La proposition n° 1 me semble séduisante et susceptible de faire consensus, dans la mesure où elle devrait éviter le prétendu suspense sur la collecte par tel ou tel des parrainages requis et écarter les candidatures peu sérieuses ou obéissant à des intérêts autres que politiques. Le système proposé assure de surcroît l'anonymat des parrains. Je m'interroge néanmoins sur les conditions de la campagne de démarchage auprès des électeurs. Le seuil de 150 000 signatures ne risque-t-il pas d'éliminer des courants politiques historiques ? Les préfectures, instances pertinentes pour la vérification des parrainages transmis au Conseil constitutionnel, auront-elles les moyens d'assumer cette mission ?

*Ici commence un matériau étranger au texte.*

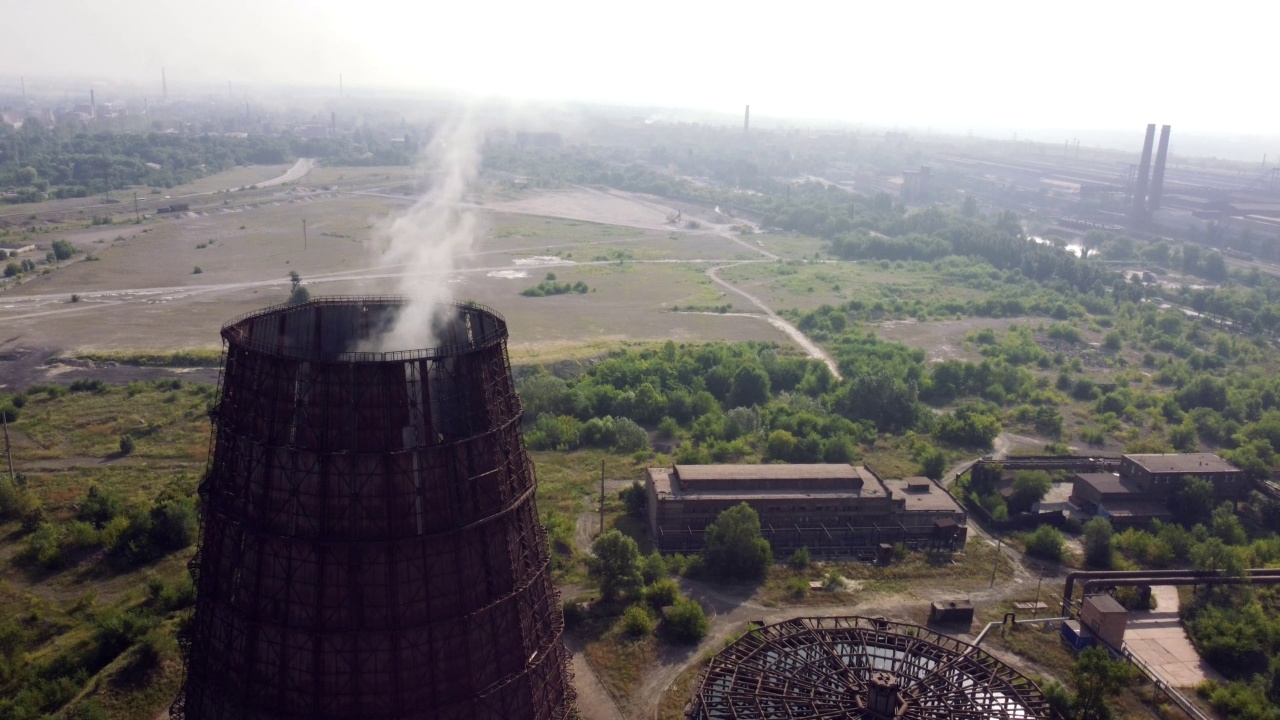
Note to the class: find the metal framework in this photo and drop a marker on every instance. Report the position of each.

Je m'interroge aussi sur la proposition n° 6. La mise en oeuvre de l'action gouvernementale impose peut-être, en effet, une réduction du délai entre l'élection présidentielle et les élections législatives. Cependant, le laps de temps accordé à la campagne des législatives est déjà court. De plus, le raccourcissement du délai entre les deux élections renforcerait le caractère présidentiel de nos institutions, puisque les députés sont en quelque sorte élus avec le label du Président qui vient de l'être. Le lien avec l'électeur peut aussi s'en trouver distendu.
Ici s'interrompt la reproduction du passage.